His contributions are commemorated in the place names of parks, towns, streets, bridges and even a tunnel, yet when our children learn Canadian history, they are taught that Canada began in 1867. Canada was born amid shoot-outs, riots and fires. La Fontaine and Baldwin had created a balanced, fair government and knew that the change to a democracy would be a difficult process for the old oligarchy of Tories and businessmen to accept.
Confederation, dominated by the old Tory elite making the same claims, helped to perpetuate an illusion that Canada began in 1867, but place names survive, waiting for us to wonder why they were chosen, and in the process, to rediscover our past and learn of the real struggles our ancestors endured in order to make Canada the first colony to secede from the British Empire in a civil manner – without war. (Source: Joseph Graham)
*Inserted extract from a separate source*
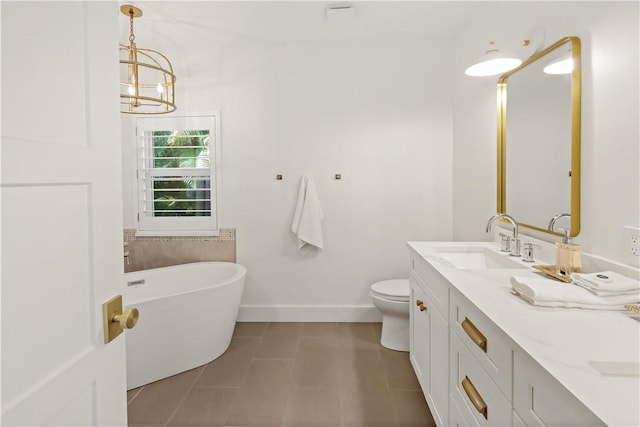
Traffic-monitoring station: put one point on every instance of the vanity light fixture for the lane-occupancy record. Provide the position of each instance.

The building we are advocating for was once the home of Louis-Hippolyte Lafontaine the great man who is mentioned above. This Victorian style mansion built in the 1830's is currently left to fall into ruin by the City of Montreal. Over the years there have been many people advocating for the building and yet nothing has been done. Something must be done to save the building.
We, the undersigned, call upon The Canadian Government to work alongside Montreal's City officials to manage, support and take action to save the Mansion of Louis-Hippolyte Lafontaine.
Louis-Hippolyte La Fontaine, born in 1807, is arguably Canada’s most important political figure. It was critically due to his judgment and leadership that the history of Quebec and Canada since 1840 would be orderly and peaceful, unlike what happened in the United States with the War of Secession of 1861-64. By rare good luck, the elegant home in which he lived for most of his public life still survives, even if it is a shameful ruin on Overdale Avenue in Montreal.
We want the property secured and the Lafontaine building put under the building code or it should be done forthwith by the Canadian Government. The Mansion and a sizable quantity of land around it must be immediately registered for public purposes in the national interest and eventually carefully restored with a suitable use that honours its rich history.